Dette, inflation, taux d’intérêt : le signal d’alarme est désormais mondial
Auteur(s) France-Soir Publié le 20 août 2026 – 17:00

FS AI
Depuis vendredi, la France emprunte désormais à dix ans à 4 %. Un taux supérieur à celui de l’Espagne, de l’Italie ou de la Grèce, ces pays que l’on traitait encore il y a bien peu de temps avec condescendance. Les chiffres du ministère des Finances sont implacables, à politique inchangée, le déficit public atteindrait 5,9 % du PIB en 2027, puis près de 7 % en 2030. La dette dépasserait 130 % du PIB. Et sa charge augmenterait d’environ 10 milliards d’euros par an entre 2027 et 2030.
Pendant ce temps, silence ou presque, on parle des présidentiables, à coup de petites phrases, de sondages, sans évoquer aucun des vrais problèmes.

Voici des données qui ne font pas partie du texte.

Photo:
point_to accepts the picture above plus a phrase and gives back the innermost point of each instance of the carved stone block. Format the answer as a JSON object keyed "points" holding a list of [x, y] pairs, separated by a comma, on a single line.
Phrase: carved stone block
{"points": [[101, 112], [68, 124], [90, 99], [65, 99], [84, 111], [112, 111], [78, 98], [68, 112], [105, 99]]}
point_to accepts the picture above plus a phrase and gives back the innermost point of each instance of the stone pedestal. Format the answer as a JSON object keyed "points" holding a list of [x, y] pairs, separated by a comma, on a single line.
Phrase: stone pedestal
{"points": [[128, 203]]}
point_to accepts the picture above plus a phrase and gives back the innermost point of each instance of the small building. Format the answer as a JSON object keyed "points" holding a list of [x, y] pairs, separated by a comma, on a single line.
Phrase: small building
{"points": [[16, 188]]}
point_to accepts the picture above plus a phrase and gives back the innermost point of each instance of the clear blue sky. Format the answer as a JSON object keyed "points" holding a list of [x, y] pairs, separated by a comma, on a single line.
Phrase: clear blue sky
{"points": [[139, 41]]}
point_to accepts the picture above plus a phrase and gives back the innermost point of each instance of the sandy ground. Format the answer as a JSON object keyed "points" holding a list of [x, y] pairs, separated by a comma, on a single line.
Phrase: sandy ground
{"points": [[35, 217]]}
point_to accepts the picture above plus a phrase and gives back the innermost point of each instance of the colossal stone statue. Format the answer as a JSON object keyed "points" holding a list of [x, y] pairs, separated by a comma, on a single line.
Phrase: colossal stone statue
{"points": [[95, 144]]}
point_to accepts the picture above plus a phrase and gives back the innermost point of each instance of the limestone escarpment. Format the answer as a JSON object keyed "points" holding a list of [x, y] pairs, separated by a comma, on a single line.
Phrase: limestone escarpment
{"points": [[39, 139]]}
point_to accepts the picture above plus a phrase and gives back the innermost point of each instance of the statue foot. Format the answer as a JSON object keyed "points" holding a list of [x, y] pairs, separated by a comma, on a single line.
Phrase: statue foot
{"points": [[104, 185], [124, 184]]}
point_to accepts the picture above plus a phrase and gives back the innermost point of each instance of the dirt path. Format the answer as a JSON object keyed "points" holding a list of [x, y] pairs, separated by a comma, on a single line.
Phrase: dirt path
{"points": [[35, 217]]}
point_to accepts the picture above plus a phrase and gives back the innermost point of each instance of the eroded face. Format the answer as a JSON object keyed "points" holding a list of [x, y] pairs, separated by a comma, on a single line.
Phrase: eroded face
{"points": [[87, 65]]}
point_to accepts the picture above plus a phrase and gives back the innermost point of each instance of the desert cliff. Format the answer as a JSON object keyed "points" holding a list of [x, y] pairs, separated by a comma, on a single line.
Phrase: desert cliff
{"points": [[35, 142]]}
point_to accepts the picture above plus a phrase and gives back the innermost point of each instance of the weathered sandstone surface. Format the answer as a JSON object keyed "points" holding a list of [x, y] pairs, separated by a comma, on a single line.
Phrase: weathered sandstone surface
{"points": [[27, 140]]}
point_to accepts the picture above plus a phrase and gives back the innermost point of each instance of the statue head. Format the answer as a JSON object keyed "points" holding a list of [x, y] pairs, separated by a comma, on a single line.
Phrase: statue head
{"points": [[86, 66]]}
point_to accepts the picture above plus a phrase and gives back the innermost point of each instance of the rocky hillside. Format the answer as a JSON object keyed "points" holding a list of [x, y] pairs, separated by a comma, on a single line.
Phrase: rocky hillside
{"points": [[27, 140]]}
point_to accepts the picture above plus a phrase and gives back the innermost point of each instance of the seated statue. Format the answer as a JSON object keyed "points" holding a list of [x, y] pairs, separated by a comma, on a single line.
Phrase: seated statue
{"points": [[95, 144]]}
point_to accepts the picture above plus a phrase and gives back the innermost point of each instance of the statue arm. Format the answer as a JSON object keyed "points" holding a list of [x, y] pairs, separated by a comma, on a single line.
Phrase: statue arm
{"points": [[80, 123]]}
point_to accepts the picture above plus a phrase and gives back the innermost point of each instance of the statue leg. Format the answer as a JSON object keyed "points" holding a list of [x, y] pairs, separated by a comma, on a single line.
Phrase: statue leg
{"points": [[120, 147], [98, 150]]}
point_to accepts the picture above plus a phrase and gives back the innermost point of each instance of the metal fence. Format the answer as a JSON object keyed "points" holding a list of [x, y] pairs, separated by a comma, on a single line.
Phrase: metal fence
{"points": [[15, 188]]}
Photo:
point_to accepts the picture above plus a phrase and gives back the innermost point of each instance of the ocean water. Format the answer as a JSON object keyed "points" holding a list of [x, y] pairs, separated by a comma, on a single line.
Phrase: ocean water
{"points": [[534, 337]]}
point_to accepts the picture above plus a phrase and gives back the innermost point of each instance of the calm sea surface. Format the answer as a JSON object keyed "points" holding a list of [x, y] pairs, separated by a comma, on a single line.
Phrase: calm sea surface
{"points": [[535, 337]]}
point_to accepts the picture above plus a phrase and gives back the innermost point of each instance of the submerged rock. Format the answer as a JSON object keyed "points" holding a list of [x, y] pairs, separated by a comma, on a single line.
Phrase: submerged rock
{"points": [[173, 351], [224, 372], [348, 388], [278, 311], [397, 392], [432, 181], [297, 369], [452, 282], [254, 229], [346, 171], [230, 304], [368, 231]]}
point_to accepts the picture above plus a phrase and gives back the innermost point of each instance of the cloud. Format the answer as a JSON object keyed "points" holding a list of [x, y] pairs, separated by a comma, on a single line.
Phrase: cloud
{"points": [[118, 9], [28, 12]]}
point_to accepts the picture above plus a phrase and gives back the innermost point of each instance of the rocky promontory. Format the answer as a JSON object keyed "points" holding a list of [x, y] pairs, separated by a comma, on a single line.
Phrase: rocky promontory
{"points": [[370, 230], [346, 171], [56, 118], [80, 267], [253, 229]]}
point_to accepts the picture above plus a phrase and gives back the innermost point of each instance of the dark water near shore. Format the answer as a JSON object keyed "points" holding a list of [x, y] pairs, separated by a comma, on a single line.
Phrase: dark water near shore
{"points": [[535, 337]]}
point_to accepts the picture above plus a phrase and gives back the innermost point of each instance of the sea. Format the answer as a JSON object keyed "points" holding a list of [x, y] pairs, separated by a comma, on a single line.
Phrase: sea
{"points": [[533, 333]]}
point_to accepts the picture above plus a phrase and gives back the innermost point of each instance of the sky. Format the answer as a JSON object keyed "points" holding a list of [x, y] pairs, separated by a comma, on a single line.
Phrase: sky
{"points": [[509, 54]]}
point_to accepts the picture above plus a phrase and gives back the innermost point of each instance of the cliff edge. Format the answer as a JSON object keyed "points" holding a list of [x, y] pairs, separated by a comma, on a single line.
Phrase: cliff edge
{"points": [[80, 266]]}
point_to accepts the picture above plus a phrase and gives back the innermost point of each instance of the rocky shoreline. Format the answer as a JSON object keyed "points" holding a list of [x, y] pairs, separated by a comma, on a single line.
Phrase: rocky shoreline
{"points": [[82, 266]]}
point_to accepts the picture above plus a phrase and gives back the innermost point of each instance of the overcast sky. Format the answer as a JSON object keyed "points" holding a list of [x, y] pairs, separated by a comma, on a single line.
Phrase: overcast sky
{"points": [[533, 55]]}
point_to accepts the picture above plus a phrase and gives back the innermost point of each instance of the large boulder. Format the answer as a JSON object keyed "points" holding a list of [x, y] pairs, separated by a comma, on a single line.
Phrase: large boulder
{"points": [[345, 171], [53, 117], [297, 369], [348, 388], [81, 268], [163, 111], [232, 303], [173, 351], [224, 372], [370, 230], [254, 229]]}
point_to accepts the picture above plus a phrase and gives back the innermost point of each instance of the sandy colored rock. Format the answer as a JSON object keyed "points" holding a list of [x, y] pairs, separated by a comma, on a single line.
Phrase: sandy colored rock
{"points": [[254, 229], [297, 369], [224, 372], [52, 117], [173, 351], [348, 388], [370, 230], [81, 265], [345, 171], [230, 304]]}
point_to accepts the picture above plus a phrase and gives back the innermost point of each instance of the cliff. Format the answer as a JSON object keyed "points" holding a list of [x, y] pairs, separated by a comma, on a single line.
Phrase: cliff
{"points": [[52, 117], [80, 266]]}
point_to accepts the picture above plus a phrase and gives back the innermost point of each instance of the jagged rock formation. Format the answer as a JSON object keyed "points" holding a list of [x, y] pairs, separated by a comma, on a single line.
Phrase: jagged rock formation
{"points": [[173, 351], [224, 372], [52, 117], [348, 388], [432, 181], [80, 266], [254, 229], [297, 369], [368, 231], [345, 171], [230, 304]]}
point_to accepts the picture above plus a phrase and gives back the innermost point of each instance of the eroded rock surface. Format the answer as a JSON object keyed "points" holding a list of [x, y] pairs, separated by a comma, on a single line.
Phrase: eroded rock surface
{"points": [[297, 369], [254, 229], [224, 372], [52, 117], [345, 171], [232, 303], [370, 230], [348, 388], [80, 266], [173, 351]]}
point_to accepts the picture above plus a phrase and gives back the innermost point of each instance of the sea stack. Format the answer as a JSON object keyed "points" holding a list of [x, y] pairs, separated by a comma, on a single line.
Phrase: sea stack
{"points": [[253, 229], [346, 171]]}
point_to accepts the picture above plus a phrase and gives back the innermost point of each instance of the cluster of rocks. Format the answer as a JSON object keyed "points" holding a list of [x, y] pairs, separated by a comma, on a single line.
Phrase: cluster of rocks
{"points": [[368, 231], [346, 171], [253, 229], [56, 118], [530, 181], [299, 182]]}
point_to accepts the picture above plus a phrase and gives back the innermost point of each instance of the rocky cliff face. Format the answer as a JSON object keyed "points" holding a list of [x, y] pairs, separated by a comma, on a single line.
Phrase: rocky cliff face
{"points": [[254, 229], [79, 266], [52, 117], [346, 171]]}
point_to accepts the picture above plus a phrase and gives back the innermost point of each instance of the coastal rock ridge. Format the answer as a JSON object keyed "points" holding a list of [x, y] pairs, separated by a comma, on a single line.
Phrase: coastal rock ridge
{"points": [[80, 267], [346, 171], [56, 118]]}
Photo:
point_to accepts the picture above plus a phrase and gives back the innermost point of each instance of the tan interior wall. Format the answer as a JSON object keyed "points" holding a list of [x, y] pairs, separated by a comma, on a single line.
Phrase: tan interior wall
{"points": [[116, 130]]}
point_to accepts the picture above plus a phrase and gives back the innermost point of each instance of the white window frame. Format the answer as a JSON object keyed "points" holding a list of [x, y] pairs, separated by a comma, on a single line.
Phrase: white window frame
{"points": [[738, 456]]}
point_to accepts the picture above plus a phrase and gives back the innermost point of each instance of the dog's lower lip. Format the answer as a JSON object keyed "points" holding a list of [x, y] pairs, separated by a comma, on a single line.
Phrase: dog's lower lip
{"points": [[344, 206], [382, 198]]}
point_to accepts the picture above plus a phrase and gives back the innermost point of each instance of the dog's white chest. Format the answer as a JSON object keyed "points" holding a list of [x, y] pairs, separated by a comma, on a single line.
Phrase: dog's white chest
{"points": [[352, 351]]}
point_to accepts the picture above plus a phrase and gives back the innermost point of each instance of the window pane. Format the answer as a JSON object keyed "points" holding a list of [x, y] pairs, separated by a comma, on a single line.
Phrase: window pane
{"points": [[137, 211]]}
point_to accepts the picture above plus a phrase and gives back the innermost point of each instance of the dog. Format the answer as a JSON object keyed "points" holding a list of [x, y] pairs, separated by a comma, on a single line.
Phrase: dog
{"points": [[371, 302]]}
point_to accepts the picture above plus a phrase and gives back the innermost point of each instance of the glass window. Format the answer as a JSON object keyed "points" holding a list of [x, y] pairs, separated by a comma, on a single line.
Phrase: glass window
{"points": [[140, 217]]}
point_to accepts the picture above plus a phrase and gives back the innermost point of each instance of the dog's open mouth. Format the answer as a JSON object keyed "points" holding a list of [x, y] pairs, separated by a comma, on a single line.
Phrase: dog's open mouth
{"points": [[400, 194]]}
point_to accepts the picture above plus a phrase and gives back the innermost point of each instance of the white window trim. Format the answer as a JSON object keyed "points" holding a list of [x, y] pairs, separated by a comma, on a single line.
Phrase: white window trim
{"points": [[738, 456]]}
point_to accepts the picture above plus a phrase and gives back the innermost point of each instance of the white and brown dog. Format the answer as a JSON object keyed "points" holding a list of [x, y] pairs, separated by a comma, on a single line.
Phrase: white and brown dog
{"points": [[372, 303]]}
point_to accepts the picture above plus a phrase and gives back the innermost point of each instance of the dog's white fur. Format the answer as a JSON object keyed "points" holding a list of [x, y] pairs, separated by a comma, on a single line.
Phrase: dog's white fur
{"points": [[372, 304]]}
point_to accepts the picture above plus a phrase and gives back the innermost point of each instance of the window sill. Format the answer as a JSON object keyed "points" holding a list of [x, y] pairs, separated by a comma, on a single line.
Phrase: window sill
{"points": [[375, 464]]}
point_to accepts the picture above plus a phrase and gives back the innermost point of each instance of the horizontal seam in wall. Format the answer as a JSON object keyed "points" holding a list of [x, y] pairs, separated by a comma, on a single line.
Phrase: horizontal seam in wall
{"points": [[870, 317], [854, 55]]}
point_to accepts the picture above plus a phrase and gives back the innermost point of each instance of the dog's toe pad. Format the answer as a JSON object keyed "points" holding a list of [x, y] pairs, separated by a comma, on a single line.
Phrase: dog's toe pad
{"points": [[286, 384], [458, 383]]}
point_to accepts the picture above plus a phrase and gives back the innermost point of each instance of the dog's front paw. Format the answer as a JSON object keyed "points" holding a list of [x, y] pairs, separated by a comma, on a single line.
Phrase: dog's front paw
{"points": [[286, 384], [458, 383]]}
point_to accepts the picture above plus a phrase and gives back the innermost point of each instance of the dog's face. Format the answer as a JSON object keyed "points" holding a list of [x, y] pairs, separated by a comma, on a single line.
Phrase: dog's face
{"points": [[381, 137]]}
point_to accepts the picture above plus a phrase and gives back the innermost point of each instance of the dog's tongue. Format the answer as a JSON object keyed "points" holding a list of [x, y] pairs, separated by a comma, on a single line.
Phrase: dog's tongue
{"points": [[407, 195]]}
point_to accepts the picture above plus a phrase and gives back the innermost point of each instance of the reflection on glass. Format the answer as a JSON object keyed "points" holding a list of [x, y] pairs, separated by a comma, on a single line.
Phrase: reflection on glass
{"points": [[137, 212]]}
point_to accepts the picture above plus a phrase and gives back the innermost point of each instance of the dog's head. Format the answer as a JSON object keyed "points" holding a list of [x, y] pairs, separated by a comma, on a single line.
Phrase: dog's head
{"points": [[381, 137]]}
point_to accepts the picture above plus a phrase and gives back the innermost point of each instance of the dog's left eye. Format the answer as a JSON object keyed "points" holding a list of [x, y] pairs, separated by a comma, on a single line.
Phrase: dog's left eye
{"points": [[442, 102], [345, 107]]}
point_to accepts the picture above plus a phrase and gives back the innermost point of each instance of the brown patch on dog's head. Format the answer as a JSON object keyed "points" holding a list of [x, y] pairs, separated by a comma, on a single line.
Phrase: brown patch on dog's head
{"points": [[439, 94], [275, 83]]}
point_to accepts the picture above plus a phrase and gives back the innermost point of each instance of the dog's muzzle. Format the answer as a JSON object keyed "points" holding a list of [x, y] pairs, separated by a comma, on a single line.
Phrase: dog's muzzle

Les gouvernements successifs multiplient les dispositifs, augmentent les dépenses, repoussent les décisions difficiles, puis expliquent qu’il faudra encore « faire des efforts », c’est le seul leitmotiv. Le citoyen paie, sans jamais avoir le pouvoir de trancher.
Alexandre Jardin lui pose une question que tout le monde semble vouloir éviter : comment avons-nous pu laisser dériver nos finances publiques à ce degré, et qui va enfin décider ? Il appelle à un référendum citoyen pour trancher les grandes questions que le système politique est devenu incapable de trancher : réduire la dépense, libérer l’économie, rétablir des comptes publics soutenables.
De l’autre côté de l’Atlantique, les marchés ont déjà tranché. Mardi, le rendement des obligations américaines à 30 ans a grimpé à 5,33 %, du jamais vu depuis juin 2007. Les Echos affirment que les États n’ont plus payé aussi cher pour emprunter depuis des décennies.
Bloomberg décrit la même fièvre sur les marchés obligataires mondiaux. Les investisseurs demandent plus d’argent pour prêter à des gouvernements qui refusent de freiner les dépenses. Aux États-Unis, la charge des intérêts dévore déjà plus que le budget militaire.
Et ce mercredi, le Royaume-Uni ajoute une couche. L’inflation y est repartie à la hausse avec 2,9 % sur un an en juillet, contre 2,6 % en juin, son plus haut niveau depuis mars. Principale cause, le relèvement de 13 % du plafond des prix de l’énergie.
Les marchés facturent. L’inflation revient. L’Occident semble dans une spirale bien peu vertueuse.